Nietzsche was very interested in how language works. One of his critiques is that language gives us an unexamined metaphysics. In fact, not only does language cause us to conjure up entities that are then presumed to exist in certain ways, but even our very “common sense” is contaminated by this metaphysics.
Consider the way that language insists on there being a subject and an object in every sentence. But in fact our experience of reality is more of a single cloth. When we look back over our own experiences, we are forced to divide the subject from the object in order to “make sense” of what occurred. In other words we reflexively import a “doer”(somebody who “does” something), even in cases where it is not automatically clear that there was a “doer”.
To illustrate this point, Nietzsche suggested we consider the sentence, “Lightning strikes.” In this case the “doer” is lightning and its implied action is that “it strikes”. But, hold on a second. It is enough for us to realize “There is lightning”. The idea that lightning does something in order to strike is redundant.
In the case of human beings, the artificiality of this division into subject and object is not so obvious. But for this very reason, the metaphysics embedded in our use of grammar could be causing us more problems than we know.
For instance, we have very much trained ourselves, perhaps on the basis of the lure of this pattern of grammar, to seek out “doers” in every instance where something dramatic takes place. It is as if, in the case of a lightning strike that damages our roof,, we set up a police crack team to find a certain “Mr lightning”, who can be held responsible. Actually what I am getting at is we seek certain culpable individuals, whom we can blame, in instances where things go wrong. We are on the look out for those who can be held responsible — the alleged “doers”.
No doubt, in life, there really are some actual “doers” in a lot of cases, and in real police work, an action or a crime can be traced back to them. But it is amazing how often we seek to nail the presumed perpetrators when the situation isn’t really like that: for instance there is no particular person who did a particular thing, that brought about a particular outcome. Often our minds don’t stop to realize this, because we in hot pursuit for the responsible “doer”, spurred on by our inurement to grammar.

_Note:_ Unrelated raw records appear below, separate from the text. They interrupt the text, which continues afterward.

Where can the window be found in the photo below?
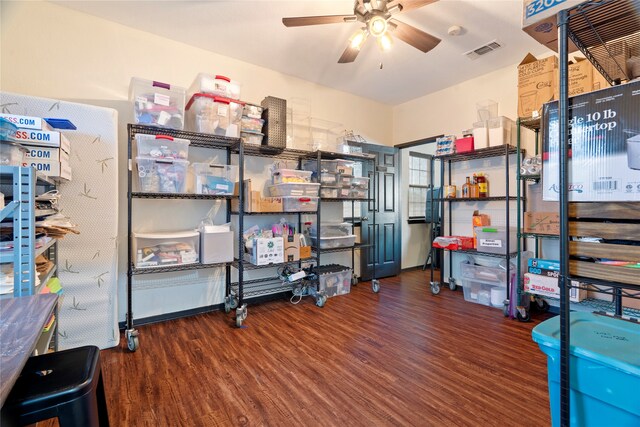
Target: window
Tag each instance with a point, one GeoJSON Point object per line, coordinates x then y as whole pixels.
{"type": "Point", "coordinates": [418, 185]}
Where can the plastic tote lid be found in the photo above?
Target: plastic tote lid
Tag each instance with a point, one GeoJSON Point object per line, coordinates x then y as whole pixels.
{"type": "Point", "coordinates": [605, 340]}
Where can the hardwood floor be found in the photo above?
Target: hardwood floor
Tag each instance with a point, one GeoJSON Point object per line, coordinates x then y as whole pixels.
{"type": "Point", "coordinates": [400, 357]}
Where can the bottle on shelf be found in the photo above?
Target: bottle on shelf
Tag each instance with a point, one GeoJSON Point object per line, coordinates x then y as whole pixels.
{"type": "Point", "coordinates": [483, 185]}
{"type": "Point", "coordinates": [466, 189]}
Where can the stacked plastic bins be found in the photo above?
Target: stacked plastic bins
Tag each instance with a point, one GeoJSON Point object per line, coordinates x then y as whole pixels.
{"type": "Point", "coordinates": [605, 369]}
{"type": "Point", "coordinates": [298, 193]}
{"type": "Point", "coordinates": [162, 163]}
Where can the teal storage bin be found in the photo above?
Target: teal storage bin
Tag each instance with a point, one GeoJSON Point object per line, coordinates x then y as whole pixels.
{"type": "Point", "coordinates": [604, 366]}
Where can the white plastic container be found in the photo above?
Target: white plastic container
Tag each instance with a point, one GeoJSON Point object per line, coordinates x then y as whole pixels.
{"type": "Point", "coordinates": [300, 204]}
{"type": "Point", "coordinates": [252, 125]}
{"type": "Point", "coordinates": [162, 147]}
{"type": "Point", "coordinates": [480, 135]}
{"type": "Point", "coordinates": [211, 114]}
{"type": "Point", "coordinates": [164, 249]}
{"type": "Point", "coordinates": [334, 242]}
{"type": "Point", "coordinates": [156, 103]}
{"type": "Point", "coordinates": [162, 175]}
{"type": "Point", "coordinates": [294, 189]}
{"type": "Point", "coordinates": [502, 130]}
{"type": "Point", "coordinates": [494, 239]}
{"type": "Point", "coordinates": [12, 154]}
{"type": "Point", "coordinates": [215, 179]}
{"type": "Point", "coordinates": [215, 85]}
{"type": "Point", "coordinates": [291, 175]}
{"type": "Point", "coordinates": [252, 138]}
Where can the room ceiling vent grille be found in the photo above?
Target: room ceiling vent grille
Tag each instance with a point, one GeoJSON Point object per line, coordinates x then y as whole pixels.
{"type": "Point", "coordinates": [483, 50]}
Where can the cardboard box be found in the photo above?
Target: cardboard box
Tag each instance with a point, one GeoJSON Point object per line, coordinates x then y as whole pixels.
{"type": "Point", "coordinates": [542, 222]}
{"type": "Point", "coordinates": [549, 287]}
{"type": "Point", "coordinates": [216, 247]}
{"type": "Point", "coordinates": [43, 139]}
{"type": "Point", "coordinates": [292, 248]}
{"type": "Point", "coordinates": [536, 84]}
{"type": "Point", "coordinates": [604, 162]}
{"type": "Point", "coordinates": [267, 251]}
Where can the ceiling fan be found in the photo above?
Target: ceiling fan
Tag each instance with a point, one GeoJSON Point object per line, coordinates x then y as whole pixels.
{"type": "Point", "coordinates": [377, 17]}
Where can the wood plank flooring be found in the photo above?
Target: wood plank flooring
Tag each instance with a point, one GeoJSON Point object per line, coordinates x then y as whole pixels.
{"type": "Point", "coordinates": [401, 357]}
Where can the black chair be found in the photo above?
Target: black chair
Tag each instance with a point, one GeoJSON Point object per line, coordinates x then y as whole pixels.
{"type": "Point", "coordinates": [66, 385]}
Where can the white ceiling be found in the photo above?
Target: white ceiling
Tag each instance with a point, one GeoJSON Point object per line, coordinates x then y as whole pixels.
{"type": "Point", "coordinates": [252, 31]}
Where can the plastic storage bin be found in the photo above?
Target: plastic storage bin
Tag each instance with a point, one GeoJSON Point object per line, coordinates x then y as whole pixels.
{"type": "Point", "coordinates": [208, 113]}
{"type": "Point", "coordinates": [501, 131]}
{"type": "Point", "coordinates": [294, 189]}
{"type": "Point", "coordinates": [252, 125]}
{"type": "Point", "coordinates": [162, 147]}
{"type": "Point", "coordinates": [252, 138]}
{"type": "Point", "coordinates": [156, 103]}
{"type": "Point", "coordinates": [299, 204]}
{"type": "Point", "coordinates": [334, 242]}
{"type": "Point", "coordinates": [215, 85]}
{"type": "Point", "coordinates": [605, 369]}
{"type": "Point", "coordinates": [163, 249]}
{"type": "Point", "coordinates": [494, 239]}
{"type": "Point", "coordinates": [162, 175]}
{"type": "Point", "coordinates": [11, 154]}
{"type": "Point", "coordinates": [291, 175]}
{"type": "Point", "coordinates": [215, 179]}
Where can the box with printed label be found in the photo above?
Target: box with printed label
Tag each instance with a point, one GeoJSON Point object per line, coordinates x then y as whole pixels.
{"type": "Point", "coordinates": [604, 146]}
{"type": "Point", "coordinates": [267, 251]}
{"type": "Point", "coordinates": [548, 287]}
{"type": "Point", "coordinates": [43, 138]}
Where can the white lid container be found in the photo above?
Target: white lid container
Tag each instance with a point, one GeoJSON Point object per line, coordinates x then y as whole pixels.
{"type": "Point", "coordinates": [215, 179]}
{"type": "Point", "coordinates": [164, 249]}
{"type": "Point", "coordinates": [291, 175]}
{"type": "Point", "coordinates": [162, 146]}
{"type": "Point", "coordinates": [215, 85]}
{"type": "Point", "coordinates": [294, 189]}
{"type": "Point", "coordinates": [208, 113]}
{"type": "Point", "coordinates": [162, 175]}
{"type": "Point", "coordinates": [156, 103]}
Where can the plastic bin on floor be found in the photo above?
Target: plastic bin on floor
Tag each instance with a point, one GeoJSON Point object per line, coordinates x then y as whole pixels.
{"type": "Point", "coordinates": [605, 369]}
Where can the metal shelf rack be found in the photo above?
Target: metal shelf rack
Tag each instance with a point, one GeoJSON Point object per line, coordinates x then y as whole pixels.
{"type": "Point", "coordinates": [446, 162]}
{"type": "Point", "coordinates": [590, 25]}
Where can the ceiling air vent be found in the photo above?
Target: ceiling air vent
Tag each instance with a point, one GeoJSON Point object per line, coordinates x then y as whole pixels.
{"type": "Point", "coordinates": [483, 50]}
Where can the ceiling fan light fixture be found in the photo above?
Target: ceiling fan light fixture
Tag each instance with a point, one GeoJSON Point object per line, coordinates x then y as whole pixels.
{"type": "Point", "coordinates": [377, 26]}
{"type": "Point", "coordinates": [385, 42]}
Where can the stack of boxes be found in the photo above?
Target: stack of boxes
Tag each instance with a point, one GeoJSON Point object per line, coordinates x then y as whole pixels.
{"type": "Point", "coordinates": [48, 150]}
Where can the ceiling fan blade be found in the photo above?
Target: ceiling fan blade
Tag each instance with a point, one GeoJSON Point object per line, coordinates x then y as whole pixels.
{"type": "Point", "coordinates": [409, 4]}
{"type": "Point", "coordinates": [317, 20]}
{"type": "Point", "coordinates": [349, 55]}
{"type": "Point", "coordinates": [413, 36]}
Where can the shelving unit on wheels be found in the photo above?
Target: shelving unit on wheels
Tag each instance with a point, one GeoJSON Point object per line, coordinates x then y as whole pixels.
{"type": "Point", "coordinates": [590, 25]}
{"type": "Point", "coordinates": [446, 163]}
{"type": "Point", "coordinates": [242, 290]}
{"type": "Point", "coordinates": [371, 199]}
{"type": "Point", "coordinates": [196, 140]}
{"type": "Point", "coordinates": [23, 184]}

Just to give you one example of how far this tendency can go, I will relate something from my own experience, as unbelievable as it can be. As I have said, it is unbelievable enough, but the fact that I was born in Africa during the time that a colonial regime had some power, is deemed by some to have been an extraordinary crime that I was atone for. Actually, the event of colonialism is much, much bigger than me. But he idea that there should be someone, somewhere, who atones for an event that one disapproves of would seem to be strongly inbuilt into our human mode of reasoning. By contrast, it is much more difficult, it seems, to say, “these sorts of things just happen!”